Bisogna sottolineare i limiti delle fratture comparse all’interno delle sfere dirigenti. Come sottolinea Perry Anderson nel suo articolo sulla London Review of Books, le divergenze si sono espresse sullo sfondo di principi comuni. La principale era relativa non alla guerra ma su “con o senza l’ONU”. Il che implica un consenso sulla non proliferazione e anche sul diritto di ingerenza, a condizione che sia autorizzato dalla “comunità internazionale”. Era perfettamente legittimo utilizzare queste contraddizioni per la mobilitazione, ma anche qui occorre andare oltre per precisare le nostre posizioni su una serie di questioni di fondo in materia di istituzioni e di diritto internazionale.

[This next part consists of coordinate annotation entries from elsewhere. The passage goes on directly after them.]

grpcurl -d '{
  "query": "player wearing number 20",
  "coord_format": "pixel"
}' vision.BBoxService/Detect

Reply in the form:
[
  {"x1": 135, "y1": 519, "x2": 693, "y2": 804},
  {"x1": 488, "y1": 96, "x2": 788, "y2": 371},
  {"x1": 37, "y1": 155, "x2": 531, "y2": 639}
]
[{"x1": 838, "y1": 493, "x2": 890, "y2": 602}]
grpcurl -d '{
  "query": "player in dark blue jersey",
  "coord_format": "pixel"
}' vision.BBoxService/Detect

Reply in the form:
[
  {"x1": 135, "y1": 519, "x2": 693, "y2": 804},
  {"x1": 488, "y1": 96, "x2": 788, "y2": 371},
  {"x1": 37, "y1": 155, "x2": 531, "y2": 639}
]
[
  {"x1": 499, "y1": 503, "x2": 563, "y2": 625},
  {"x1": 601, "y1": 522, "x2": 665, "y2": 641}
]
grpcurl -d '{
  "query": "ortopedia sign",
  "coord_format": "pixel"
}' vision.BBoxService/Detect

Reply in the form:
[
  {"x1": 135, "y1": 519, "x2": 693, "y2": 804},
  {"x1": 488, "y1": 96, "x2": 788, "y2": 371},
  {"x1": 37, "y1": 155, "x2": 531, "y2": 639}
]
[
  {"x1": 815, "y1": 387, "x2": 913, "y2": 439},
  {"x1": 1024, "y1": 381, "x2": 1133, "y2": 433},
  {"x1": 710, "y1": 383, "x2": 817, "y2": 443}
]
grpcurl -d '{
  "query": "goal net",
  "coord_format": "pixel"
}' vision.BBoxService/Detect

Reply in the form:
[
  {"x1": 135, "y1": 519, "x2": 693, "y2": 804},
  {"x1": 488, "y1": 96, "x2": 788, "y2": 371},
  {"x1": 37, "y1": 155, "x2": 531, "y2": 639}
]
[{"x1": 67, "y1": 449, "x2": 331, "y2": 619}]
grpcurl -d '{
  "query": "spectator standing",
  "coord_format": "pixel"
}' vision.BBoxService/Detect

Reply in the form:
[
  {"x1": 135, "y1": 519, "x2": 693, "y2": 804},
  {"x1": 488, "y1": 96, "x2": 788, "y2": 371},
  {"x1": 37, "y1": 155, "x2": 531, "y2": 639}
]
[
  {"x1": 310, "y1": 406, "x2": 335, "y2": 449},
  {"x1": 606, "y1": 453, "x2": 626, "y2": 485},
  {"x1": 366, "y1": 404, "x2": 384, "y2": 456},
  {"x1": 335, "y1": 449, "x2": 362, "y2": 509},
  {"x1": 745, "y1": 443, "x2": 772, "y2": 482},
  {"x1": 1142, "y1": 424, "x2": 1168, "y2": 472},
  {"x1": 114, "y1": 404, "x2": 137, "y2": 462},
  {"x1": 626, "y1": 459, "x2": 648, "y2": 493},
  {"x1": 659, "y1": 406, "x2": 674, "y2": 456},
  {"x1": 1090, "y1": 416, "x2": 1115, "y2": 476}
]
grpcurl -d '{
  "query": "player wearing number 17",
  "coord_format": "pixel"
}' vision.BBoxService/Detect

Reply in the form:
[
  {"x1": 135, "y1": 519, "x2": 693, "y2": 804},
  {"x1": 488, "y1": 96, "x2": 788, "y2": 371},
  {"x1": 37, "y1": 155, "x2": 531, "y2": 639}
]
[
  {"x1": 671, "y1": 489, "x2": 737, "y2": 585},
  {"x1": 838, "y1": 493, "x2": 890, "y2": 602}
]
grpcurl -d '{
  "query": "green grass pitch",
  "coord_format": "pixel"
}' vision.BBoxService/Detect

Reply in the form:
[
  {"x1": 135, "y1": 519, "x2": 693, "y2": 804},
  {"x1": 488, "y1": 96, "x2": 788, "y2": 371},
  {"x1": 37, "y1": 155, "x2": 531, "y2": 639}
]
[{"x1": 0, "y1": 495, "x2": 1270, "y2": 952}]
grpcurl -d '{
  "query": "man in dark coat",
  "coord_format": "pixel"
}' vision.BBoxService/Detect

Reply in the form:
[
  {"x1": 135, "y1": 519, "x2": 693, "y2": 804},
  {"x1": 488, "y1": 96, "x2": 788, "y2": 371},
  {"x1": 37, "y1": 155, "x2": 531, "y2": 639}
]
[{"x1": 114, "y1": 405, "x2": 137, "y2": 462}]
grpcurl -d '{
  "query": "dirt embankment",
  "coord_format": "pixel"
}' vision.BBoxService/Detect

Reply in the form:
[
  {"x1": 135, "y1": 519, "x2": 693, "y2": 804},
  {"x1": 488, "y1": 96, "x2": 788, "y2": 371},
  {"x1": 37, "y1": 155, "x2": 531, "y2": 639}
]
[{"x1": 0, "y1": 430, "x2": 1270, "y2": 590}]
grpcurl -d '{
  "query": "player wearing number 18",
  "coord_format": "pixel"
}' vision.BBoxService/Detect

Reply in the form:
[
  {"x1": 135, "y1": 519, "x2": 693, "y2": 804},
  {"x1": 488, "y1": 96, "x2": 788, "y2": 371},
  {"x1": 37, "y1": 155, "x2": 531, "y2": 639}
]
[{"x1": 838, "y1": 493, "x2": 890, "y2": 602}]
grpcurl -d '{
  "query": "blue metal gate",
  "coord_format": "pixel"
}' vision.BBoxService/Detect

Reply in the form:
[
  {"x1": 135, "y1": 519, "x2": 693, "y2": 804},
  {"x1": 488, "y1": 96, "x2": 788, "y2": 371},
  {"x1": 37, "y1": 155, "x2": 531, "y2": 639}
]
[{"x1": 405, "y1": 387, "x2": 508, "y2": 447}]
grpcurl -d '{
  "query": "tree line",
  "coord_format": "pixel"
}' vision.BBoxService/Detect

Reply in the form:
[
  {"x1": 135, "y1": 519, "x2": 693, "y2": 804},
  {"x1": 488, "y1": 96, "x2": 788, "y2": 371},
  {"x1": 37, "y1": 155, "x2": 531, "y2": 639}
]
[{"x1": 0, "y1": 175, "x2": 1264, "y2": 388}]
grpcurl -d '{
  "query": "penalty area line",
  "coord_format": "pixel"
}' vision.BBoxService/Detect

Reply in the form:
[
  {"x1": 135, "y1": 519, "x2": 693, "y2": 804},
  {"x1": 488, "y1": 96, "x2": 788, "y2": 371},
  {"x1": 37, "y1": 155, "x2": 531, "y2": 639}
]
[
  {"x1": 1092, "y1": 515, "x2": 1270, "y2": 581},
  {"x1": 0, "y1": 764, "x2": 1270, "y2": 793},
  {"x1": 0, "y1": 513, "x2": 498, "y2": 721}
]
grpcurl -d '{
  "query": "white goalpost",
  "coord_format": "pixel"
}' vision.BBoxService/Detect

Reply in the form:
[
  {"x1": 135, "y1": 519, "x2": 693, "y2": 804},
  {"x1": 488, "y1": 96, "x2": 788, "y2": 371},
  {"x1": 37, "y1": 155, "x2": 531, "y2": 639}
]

Non credo che le posizioni dei governi abbiano gran che a vedere con la mobilitazione antiguerra e il movimento per un’altra mondializzazione. I paesi in cui le mobilitazioni sono state più forti (Italia, Gran Bretagna, Spagna per l’Europa) sono quelli i cui governi hanno tenuto fermo il loro impegno a fianco degli Stati Uniti. Per contro, le divergenze nel Consiglio di sicurezza e tra i governi, hanno contribuito, loro malgrado, a legittimare la mobilitazione. È la storia del test di Milgram: quando l’autorità si divide…
D’altra parte, ma questo è scontato tra noi, occorre sottolineare che il legame tra la mobilitazione contro la mondializzazione capitalista e quella contro la guerra è apparso evidente a Firenze come a Porto Alegre. È ciò che non è stato visto venire dalla maggior parte dei media, che si sono svegliati solo di fronte alle manifestazioni del 15 febbraio. Ora, le ragioni di questa radicalizzazione sono profonde. Anche quante e quanti non hanno letto Rosa Luxemburg capiscono bene il legame organico tra il nuovo militarismo imperiale e la mondializzazione mercantile.